As drug overdose deaths continue to climb in Kentucky, the Kentucky Supreme Court heard arguments over whether jail officials in Russell County were negligent in the care of an inmate who died of a drug overdose in her detox cell.
A lawsuit from the estate of Peggy McWhorter alleges that in 2011, deputy jailers didn’t follow policies requiring them to check if inmates are on drugs when they are booked and monitor inmates periodically.
McWhorter died of a hydrocodone overdose during the first night of a weekend stint in jail for a drug-related DUI conviction.
Corey Ann Finn, who’s representing McWhorter’s estate, argues that if staff had completed more frequent or thorough checks of McWhorter they would have been able to save her life.
“It’s a long, slow suffocation and it’s a long process where someone’s breathing changes over time,” Finn said of McWhorter’s overdose.
“Those were the clues that if Peggy had had live, in-person, inside her cell checks as the policy required, those are some things that deputy jailers would have noticed.”
Jail officials say they didn’t know that McWhorter was on drugs and that she was put in a detox cell because that’s where they normally put inmates serving time on weekends.
Inmates who are suspected to be on drugs are supposed to have in-person assessments every twenty minutes.
Jail staff did check on McWhorter and her two cellmates every hour and noted loud snoring coming from McWhorter, but Finn said the checks weren’t thorough enough.
“When you look at the jail video, when she is put in her cell at about 6:30 [p.m.], she lays down and an arm flops out to the side about an hour later.
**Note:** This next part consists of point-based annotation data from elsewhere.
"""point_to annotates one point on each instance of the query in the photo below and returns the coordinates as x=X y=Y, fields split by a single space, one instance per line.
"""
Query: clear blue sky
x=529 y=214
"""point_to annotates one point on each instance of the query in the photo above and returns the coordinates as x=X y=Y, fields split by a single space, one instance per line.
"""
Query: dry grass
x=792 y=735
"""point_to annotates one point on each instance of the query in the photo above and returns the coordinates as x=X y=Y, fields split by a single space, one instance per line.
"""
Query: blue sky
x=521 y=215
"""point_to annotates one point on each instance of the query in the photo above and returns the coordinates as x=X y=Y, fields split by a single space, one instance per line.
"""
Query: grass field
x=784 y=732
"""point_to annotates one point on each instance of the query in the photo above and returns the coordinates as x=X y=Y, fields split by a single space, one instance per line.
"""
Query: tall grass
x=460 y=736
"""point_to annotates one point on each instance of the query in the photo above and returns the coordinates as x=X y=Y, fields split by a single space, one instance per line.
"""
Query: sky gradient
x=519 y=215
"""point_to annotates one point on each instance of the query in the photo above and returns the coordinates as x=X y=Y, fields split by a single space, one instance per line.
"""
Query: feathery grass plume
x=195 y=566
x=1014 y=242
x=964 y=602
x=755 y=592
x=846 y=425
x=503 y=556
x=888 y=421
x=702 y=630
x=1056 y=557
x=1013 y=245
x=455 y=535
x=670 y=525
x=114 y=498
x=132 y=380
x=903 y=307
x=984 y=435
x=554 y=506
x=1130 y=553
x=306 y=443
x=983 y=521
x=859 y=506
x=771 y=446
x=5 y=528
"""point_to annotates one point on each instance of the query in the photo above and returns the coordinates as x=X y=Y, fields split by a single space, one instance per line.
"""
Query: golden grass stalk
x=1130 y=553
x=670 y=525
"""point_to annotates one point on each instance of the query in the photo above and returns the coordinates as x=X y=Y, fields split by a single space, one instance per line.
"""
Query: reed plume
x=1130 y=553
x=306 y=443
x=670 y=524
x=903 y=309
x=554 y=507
And that is the exact same position that she is found in at 6:10 a.m. when she is found to be dead,” Finn said on Thursday.
Stacey Blankenship, an attorney representing the jail officials, argued that it’s not practical for staff to have in-depth monitoring of all inmates.
“The Department of Corrections has never trained these deputy jailers to say you need to memorize how these inmates are laying. And you’re talking about a jail that had 80 inmates,” Blankenship said. “You’re talking about thousands of inmates across the state that they are supposed to memorize their movements throughout the night.”
Blankenship argued that there was no evidence in the case that McWhorter could have been saved if jailers had found out she was overdosing.
“The jail does not have naloxone there. You can’t use a tool that you don’t have,” Blankenship said.
Naloxone is a drug that can reverse drug overdoses.
Justice Michelle Keller questioned that argument.
“They wouldn’t have found her out and maybe still alive but barely and just said ‘Well we don’t have anything we can do’ and just left the cell would they have? I mean they would have called 911, or something would have happened,” Keller said.
A new report from the Kentucky Office of Drug Control Policy found that 1,565 people died from drug overdoses in Kentucky last year, up 11.5 percent from 2016.